Design and Implementation of a Multi-Tier Deep Learning Framework for Robust Facial Emotion Recognition Using CNNs, Hybrid Boosting, and Vision Transformers
Keywords:
Facial Emotion Recognition (FER); Class Balancing; Convolutional Neural Networks (CNNs: VGG16, VGG19, ResNet50, InceptionV3, MobileNet); Boosting Algorithms (AdaBoost, Gradient Boosting, XGBoost); Vision Transformer (ViT); Hybrid Deep Learning Models; Fixed Hyperparameters; FANE DatasetAbstract
Facial Emotion Recognition (FER) faces challenges such as class imbalance, subtle variations, and limited model generalizability.
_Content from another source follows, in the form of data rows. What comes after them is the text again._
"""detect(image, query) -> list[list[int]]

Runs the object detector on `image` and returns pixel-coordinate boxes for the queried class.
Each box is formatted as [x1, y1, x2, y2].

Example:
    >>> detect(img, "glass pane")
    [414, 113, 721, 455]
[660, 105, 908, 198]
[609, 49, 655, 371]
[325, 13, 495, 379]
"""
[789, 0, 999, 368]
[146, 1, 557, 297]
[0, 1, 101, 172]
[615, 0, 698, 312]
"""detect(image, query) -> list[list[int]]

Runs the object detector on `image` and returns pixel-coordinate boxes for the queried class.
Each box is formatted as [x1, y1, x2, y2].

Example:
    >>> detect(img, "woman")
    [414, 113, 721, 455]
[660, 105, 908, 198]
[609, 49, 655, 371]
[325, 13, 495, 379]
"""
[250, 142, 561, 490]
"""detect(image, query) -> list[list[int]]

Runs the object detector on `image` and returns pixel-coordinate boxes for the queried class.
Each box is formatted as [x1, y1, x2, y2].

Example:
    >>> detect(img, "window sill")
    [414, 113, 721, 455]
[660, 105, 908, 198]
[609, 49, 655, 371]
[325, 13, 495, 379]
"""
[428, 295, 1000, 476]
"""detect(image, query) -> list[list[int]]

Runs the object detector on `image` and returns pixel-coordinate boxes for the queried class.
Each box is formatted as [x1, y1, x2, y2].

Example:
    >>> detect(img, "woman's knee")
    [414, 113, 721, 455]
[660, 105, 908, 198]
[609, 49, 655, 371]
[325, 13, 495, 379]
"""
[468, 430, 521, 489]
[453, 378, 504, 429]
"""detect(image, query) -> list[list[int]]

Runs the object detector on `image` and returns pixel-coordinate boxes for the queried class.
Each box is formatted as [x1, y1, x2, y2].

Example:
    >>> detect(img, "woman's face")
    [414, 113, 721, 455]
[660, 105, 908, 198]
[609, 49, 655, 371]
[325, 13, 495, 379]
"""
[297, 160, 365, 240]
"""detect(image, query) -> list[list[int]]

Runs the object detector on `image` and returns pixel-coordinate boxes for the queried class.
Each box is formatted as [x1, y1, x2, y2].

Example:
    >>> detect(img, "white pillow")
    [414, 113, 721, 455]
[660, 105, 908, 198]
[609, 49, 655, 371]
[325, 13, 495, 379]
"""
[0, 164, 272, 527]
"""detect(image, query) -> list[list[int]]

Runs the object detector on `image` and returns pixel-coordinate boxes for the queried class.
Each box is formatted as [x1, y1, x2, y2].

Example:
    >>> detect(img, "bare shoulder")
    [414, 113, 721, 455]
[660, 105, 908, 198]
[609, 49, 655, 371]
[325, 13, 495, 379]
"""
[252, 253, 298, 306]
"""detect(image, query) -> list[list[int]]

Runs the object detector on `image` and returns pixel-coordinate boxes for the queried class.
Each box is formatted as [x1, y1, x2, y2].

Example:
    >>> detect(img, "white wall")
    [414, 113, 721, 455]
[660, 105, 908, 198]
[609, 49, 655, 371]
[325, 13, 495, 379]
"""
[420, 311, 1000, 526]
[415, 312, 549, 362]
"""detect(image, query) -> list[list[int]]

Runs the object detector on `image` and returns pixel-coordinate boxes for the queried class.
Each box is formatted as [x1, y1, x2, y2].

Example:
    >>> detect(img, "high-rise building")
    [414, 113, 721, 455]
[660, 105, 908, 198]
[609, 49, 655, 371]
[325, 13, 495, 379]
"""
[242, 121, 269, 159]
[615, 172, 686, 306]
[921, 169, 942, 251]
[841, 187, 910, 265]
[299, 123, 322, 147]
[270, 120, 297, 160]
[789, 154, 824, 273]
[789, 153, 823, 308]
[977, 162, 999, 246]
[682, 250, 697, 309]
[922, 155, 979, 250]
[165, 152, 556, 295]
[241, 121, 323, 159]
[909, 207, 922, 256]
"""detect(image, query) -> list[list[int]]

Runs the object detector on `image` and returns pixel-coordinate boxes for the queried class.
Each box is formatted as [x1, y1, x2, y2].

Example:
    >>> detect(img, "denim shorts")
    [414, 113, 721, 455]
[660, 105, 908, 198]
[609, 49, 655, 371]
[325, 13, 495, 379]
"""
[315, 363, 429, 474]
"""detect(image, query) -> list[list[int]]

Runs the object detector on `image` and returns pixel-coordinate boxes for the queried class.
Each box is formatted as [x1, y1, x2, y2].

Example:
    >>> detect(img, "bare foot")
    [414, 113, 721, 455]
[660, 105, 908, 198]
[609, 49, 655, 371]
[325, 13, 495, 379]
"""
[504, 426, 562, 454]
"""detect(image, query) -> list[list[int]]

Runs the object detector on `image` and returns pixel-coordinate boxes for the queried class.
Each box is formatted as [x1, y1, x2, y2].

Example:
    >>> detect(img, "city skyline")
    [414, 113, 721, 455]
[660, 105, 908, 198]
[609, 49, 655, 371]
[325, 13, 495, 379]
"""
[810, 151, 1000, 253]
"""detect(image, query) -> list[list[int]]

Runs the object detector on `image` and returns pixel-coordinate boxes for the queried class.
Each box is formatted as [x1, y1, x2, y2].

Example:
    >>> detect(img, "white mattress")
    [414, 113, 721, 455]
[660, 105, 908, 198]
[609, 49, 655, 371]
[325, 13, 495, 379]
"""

This paper proposes a three-tier benchmark using the FANE dataset with nine emotion classes. We compare a rule-based Sequential model, five CNN architectures (VGG16, VGG19, ResNet50, InceptionV3, MobileNet), hybrid CNN + Boosting (AdaBoost, GB, XGBoost), and a custom Vision Transformer (ViT), all trained with fixed hyperparameters. Experiments on imbalanced and balanced datasets show that CNN + Boosting performs best post-balancing, while ViT benefits significantly from class balance. Results emphasize the value of standardization and architectural robustness in FER.